Since these centers have lower frequency of operation, they are dominated over by their high frequency cousins, 'the SA node'. Given their low discharge rates they are '
overdriven' by the SA node pacemakers. Thus when the SA node blacks out or there is a conduction disturbance, these lower centers don't resume spot on (because it takes time for them to 'recover' from the 'overdrive'). The ventricles beat at a low rate independent of the atria, a phenomenon called the
Idioventricular rhythm, starts. It takes time for the ventricles to resume function. The brain passes out after about 5-7 seconds as it can not tolerate the hypoxia. the silence of the ventricles (No impulse means no contraction) and Stokes-Adams syndrome consisting of dizziness, vertigo (feeling of the head spinning) and syncope (fainting) may occur. The above are examples of bradyarrhythmias.
Tachyarrhythmias occur when there is
enhanced automaticity ( exogenous or endogenous catecholamines, digitalis glycosides, hyperkalemia make the cardiac tissue more excitable),
triggered activity (changed electrical property of the heart, triggered by factors such as
early
after
depolarizations or
EAD and
delayed
after
depolarizations or
DAD) and
re-entry or circus movement. Normally, the impulse propagates unidirectionally. If a unidirectional block occurs along the conduction system, it may give rise to re-entrant arrhythmias. Also, in
WPW syndrome (or
Wolff
Parkinson
White syndrome) an abnormal bypass tract, called the
bundle of Kent, connects the right ventricle with the atria. The speed of conduction through this aberrant bundle is
more rapid than through the AV bundle. The impulse that goes forward (antegrade) through this bundle
comes back to re-excite the atria (retrograde) through the
normal AV bundle, establishing a re-entry circuit. The heart beats fast.
In conditions such as
atrial flutter (picture on the left), the impulse goes around and around, at rates as high as 200-350 per minute.
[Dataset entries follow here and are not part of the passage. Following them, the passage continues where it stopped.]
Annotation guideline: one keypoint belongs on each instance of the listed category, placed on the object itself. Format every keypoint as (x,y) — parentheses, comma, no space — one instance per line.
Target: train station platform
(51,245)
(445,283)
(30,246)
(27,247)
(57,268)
In
atrial fibrillation,
multiple ectopic foci discharges, and that too in a haphazard manner. The rate of discharge is between 300-500 per minute. But not all these impulses will find their way through to the ventricles, since
the AV node can not carry impulses more than 230 per minute. The diseased muscles of the ventricles, like their atrial counterparts, acquire the ability of self discharging giving rise to conditions as
ventricular tachycardia and
ventricular fibrillation, a very fatal outcome of
myocardial
infarction (MI), where the ventricles feel like '
bag of worms'.
Not all arrhythmias are pathological though. All sinus tachycardia, sinus bradycardia need not be considered a medical problem, since they may be found in cases of anxiety ( tachycardia) and in athletes (bradycardia) respectively. However,
sick sinus syndrome, which presents with bradycardia is pathological.
Sinus arrhythmia refers to increase in heart rate with respiration. This is absolutely physiological. In fact, in diabetics sinus arrhythmia is absent. The human body is really
puzzling!You might be tempted to ask how does arrhythmia harm us anyway. Tachyarrhythmias make the heart beat so fast that it hardly has enough time to fill itself with enough blood for the system. The cardiac output fails. There may be clot formation (
thrombosis) in the cardiac chambers, specially atria, and concomitant
embolism. Bradyarrhythmias on the other hand, deprive the brain of its vital dose of oxygen. In either case, a sensation of an irregular beat or palpitation, may make the patient anxious and apprehensive.
In patients of disorders of lipid metabolism as in metabolic syndrome, diabetes mellitus and hypercholesterolemia, cholesterol laden plaques develop in the lumen of arteries. These plaques hinder the flow of blood leading to peripheral arterial disease (PAD). The narrowing of blood vessel that occur gives rise to symptoms of intermittent claudication and rest pain. Intermittent claudication is characterized by pain of the lower extremities as the person walks a few steps. This may progress to rest pain which is continually present, irrespective of whether the person walks or not. These plaques may also restrict blood flow to the heart causing myocardial ischemia.